O segundo e último dia de prova do Exame Nacional do Ensino Médio (Enem) de 2024, realizado no domingo, confirmou a tendência de maior presença dos alunos em todo o Brasil. Entre os mais de 4,3 milhões de estudantes que se inscreveram no Enem deste ano, a taxa de abstenção ficou em 26,6% no primeiro dia e em 30,6% no segundo – patamar menor quando comparado aos dos últimos dois anos, quando, na média, os índices dos dois dias de prova ficaram em torno de 28% e 32%, respectivamente.
Felizmente as provas também ocorreram em todo o País sem incidentes graves. Dois feitos importantes, sobretudo por se tratar de um terreno habitualmente fértil em más notícias – entre as quais, além da abstenção, incluíam-se, até aqui, indicadores ruins, desorganização, polêmicas ideológicas na prova e até, como se viu no trevoso governo de Jair Bolsonaro, tentativa de intervenção na realização do exame, cobrando-lhe alinhamento a dogmas bolsonaristas.
Segundo o Instituto Nacional de Estudos e Pesquisas Educacionais Anísio Teixeira (Inep), órgão responsável pela realização das provas, não apenas foi possível estancar o histórico de queda no número de inscritos, como houve um aumento nas inscrições, da ordem de 27% em relação ao ano de 2022 e de 10% ante 2023.
O patamar de adesão às inscrições entre os alunos de escolas públicas chegou a ser de 100% em 14 Estados brasileiros, especialmente do Norte e do Nordeste, e passou dos 80% no Rio Grande do Sul, onde os estudantes tiveram isenção de taxas por causa das enchentes do primeiro semestre deste ano. Proporcionalmente, Santa Catarina e São Paulo tiveram o menor número de inscritos, com 73,48% e 79,87%, respectivamente.
Não sem razão, o ministro da Educação, Camilo Santana, comemorou os números, atribuindo-os em boa medida ao Pé-de-Meia, programa que oferece dinheiro para os participantes de baixa renda. Para incentivar alunos mais pobres e de escolas públicas, o governo pagará R$ 200 àqueles que participarem dos dois dias de exame.
Há uma semana, o presidente Lula da Silva, como de praxe, excedeu-se no discurso repleto de superlativos. “Significa que estamos no caminho certo e que vamos fazer esse país dar certo”, gabou-se, em visita ao Inep. Nem tanto ao céu, como sugere o demiurgo que acredita ter poderes divinos. Mas, ainda que com a cautela devida, não deixa de ser um resultado a ser comemorado.

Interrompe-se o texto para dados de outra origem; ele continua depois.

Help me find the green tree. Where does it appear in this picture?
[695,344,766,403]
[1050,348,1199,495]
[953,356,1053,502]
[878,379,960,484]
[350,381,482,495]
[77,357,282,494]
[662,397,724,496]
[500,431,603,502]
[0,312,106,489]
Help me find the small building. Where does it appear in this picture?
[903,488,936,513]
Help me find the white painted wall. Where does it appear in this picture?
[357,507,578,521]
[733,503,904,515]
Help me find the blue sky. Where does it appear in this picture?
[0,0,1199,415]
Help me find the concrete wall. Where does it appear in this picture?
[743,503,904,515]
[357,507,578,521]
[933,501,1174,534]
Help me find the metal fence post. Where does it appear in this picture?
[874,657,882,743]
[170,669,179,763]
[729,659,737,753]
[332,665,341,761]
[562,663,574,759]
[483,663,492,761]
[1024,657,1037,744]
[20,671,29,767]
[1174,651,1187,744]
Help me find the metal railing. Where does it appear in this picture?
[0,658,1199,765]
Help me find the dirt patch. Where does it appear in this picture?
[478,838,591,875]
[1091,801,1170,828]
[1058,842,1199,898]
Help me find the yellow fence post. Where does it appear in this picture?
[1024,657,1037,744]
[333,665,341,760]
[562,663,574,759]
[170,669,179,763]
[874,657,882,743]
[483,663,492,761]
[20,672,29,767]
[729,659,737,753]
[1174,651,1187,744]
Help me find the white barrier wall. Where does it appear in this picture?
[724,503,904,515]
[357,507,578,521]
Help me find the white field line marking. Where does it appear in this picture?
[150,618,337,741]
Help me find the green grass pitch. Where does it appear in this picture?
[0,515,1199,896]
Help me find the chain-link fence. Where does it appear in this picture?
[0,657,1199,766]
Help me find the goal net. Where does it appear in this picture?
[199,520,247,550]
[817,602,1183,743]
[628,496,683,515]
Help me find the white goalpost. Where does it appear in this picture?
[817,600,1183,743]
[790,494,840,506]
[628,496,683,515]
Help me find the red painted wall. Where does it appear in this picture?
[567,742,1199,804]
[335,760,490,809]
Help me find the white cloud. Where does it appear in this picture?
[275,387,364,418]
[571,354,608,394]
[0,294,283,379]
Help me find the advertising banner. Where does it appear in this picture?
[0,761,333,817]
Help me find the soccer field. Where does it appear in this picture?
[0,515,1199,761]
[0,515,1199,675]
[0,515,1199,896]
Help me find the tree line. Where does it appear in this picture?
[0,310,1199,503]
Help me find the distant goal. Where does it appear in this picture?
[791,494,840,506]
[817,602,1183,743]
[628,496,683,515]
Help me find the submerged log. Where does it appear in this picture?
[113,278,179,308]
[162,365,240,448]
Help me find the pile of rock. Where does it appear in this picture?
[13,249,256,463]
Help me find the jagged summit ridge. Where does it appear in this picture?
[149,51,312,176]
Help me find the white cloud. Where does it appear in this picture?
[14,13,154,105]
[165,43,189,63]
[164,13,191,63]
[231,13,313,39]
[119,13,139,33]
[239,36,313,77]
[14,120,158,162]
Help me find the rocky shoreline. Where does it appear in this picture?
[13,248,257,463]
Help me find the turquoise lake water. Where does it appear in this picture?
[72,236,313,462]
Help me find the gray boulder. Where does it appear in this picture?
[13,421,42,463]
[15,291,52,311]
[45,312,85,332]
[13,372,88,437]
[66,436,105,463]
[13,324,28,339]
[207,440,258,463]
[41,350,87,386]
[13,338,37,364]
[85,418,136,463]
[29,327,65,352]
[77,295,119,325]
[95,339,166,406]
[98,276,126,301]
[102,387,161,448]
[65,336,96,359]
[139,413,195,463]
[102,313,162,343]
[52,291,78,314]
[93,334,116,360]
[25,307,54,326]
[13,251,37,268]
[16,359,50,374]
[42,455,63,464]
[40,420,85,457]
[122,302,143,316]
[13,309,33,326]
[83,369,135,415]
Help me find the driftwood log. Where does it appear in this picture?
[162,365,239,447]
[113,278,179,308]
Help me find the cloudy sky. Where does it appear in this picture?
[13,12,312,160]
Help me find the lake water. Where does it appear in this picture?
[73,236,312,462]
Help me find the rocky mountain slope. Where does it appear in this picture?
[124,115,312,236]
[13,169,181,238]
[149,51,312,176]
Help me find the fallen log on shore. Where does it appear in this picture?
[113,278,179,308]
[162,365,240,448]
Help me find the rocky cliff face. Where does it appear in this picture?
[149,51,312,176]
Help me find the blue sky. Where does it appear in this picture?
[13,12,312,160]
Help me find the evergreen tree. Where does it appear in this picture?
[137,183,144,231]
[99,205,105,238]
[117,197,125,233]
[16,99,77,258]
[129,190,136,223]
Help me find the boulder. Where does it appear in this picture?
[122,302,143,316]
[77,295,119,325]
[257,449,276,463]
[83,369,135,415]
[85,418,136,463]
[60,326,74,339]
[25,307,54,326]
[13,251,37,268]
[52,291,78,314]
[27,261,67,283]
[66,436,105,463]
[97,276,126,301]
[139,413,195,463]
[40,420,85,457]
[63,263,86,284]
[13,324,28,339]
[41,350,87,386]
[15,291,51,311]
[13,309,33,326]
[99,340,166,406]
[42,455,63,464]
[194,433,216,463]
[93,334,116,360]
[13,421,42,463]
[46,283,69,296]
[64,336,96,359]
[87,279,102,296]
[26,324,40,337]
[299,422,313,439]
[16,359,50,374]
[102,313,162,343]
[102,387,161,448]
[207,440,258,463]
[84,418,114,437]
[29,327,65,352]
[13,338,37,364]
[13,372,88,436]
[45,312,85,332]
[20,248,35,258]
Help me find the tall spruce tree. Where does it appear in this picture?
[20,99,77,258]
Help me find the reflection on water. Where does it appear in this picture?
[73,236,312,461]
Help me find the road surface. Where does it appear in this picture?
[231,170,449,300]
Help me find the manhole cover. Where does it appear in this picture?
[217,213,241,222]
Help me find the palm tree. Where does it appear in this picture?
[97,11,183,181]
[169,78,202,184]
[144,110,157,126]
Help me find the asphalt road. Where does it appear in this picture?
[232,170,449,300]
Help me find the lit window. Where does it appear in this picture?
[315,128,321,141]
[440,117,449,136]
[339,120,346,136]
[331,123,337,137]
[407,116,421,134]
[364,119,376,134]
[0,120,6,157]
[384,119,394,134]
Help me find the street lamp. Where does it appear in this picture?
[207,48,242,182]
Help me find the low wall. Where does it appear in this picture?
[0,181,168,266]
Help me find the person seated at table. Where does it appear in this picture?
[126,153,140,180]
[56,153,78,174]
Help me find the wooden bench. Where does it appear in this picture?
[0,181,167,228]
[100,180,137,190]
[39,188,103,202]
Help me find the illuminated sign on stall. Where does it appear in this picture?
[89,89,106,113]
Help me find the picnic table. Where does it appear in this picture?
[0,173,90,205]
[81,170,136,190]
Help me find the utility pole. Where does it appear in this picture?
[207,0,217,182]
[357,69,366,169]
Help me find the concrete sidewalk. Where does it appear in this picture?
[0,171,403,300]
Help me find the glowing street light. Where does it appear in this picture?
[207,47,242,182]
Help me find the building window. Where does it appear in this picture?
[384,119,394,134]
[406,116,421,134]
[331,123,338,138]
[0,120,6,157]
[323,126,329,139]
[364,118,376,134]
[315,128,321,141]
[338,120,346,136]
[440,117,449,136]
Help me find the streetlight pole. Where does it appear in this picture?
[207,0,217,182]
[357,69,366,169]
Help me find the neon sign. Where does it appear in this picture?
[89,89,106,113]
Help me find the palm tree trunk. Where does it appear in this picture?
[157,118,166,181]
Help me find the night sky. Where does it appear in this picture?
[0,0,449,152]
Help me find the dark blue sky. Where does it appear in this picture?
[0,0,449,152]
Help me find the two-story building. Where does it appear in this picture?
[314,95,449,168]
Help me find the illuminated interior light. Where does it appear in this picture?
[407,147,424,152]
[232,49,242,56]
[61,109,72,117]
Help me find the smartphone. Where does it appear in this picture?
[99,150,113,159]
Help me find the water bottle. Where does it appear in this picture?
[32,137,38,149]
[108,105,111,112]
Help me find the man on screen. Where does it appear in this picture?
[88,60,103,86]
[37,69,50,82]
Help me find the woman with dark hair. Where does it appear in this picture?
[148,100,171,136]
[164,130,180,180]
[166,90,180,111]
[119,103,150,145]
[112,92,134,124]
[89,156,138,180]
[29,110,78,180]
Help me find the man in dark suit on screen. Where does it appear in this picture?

O maior comparecimento mostrou, por exemplo, que ideias simples têm eficácia imediata. Foi o caso do recurso de geolocalização, que permitiu ao inscrito fazer a prova em local mais próximo de sua casa. Livrar o Enem de ocorrências graves também é um mérito do Inep, autarquia vinculada ao MEC formada por servidores que, nos últimos anos, resistiram a pressões de todo o tipo, inclusive investidas cujo propósito era interferir indevidamente no conteúdo das questões.
A eficiência logística e a segurança são armas poderosas para garantir a normalidade do Enem. Em 2009, durante o segundo mandato de Lula da Silva, o exame precisou ser refeito em razão do vazamento da prova, e isso se tornou um fantasma frequente para organizadores e estudantes.
Após as provas, o ministro Camilo Santana informou que o governo planeja usar o Enem como substituto da prova do Sistema de Avaliação da Educação Básica (Saeb), que avalia o desempenho dos alunos do terceiro e último ano do ensino médio. É uma iniciativa bem-vinda, uma vez que alunos do terceiro ano costumam dar prioridade ao Enem, prejudicando a precisão e a eficácia dos resultados aferidos pelo Saeb.
O feito de 2024 está longe de ser suficiente para resolver os muitos dilemas que afligem estudantes e o ensino médio em geral – nas escolas públicas, a alta evasão e o baixo desempenho estão entre os principais problemas dessa etapa. Apesar de nascer sob a inspiração de acabar com os processos seletivos tradicionais, o Enem repete há anos o mesmo modelo, e o ensino médio ainda patina na implementação de sua nova concepção, recentemente aprovada no Congresso. Mas, diante dos muitos desafios, superar alguns dos problemas das provas já é alguma coisa.